Try this beautiful problem from PRMO, 2016 based on Triangle

## Triangle | PRMO | Problem 10

In a triangle ABC right angled at vertex B, a point O is choosen on the side BC such that the circle Y centerer at O of radius OB touches the side AC.Let AB =63 and BC=16 and the radius of Y be the form mn wherw m,n are relatively prime positive integers,find the value of m+n?

• $$75$$
• $$80$$
• $$71$$

### Key Concepts

Geometry

Triangle

Circle

Answer:$$71$$

PRMO-2016, Problem 10

Pre College Mathematics

## Try with Hints

Given that ABC is a triangle where AB=63 and BC=16 and $$\angle ABC=90^{\circ}$$. O is any point on BC.Let OB=$$r$$=radius of the circle.we have to find out the value of $$r$$ for $$m+n$$.

Now $$\triangle ABC$$ is aright angle triangle at$$B$$ So using pythagoras theorm $$AC=\sqrt {(AB)^2+(BC)^2}=\sqrt{(63)^2+(16)^2}=65$$.now $$\triangle ODC$$ is also a right angle triangle as OD radius and AC tangent,can you find out the value of $$r$$?
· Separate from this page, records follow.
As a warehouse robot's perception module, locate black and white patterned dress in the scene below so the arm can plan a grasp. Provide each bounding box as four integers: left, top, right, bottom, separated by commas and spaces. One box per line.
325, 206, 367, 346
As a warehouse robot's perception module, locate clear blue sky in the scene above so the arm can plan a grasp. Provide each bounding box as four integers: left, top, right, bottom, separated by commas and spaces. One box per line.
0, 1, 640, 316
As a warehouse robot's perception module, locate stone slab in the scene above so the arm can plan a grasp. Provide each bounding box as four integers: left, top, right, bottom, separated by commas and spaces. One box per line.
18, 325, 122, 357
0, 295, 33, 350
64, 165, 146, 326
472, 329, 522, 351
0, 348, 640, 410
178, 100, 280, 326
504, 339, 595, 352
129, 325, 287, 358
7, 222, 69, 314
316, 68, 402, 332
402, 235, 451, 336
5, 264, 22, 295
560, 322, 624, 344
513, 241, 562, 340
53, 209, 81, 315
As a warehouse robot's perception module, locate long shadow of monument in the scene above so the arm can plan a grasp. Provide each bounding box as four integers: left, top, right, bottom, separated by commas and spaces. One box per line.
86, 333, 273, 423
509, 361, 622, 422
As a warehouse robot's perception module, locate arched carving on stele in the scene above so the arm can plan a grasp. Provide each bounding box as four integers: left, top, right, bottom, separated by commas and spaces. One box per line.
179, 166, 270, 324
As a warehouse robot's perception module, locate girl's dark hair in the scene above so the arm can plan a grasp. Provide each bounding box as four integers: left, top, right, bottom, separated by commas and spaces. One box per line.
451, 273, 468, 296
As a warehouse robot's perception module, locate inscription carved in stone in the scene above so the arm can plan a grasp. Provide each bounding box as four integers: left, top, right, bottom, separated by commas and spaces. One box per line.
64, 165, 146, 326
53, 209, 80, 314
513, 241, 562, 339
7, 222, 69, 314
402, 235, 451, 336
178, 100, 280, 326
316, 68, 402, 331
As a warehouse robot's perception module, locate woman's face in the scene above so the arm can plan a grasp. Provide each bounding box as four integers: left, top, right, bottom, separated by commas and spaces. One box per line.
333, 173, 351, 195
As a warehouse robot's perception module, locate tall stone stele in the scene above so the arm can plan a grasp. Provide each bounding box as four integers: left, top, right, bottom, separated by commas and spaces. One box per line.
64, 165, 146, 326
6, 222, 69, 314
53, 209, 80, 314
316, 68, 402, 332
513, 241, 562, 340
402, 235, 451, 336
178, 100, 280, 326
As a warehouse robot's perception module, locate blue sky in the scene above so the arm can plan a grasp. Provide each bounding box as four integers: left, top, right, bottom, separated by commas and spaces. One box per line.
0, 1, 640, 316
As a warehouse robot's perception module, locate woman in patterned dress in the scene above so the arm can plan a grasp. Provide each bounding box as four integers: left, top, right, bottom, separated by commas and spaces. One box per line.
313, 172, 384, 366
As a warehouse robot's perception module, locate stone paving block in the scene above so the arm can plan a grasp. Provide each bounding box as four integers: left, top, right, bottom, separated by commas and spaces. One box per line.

Can you now finish the problem ..........

Given bc=16,Let OB=$$r$$ then OC=$$(16- r)$$.we have to find out the value of $$r$$.if we can show that $$\triangle ABC \sim \triangle ODC$$ then we can find out the value of r.can you proof $$\triangle ABC \sim \triangle ODC$$?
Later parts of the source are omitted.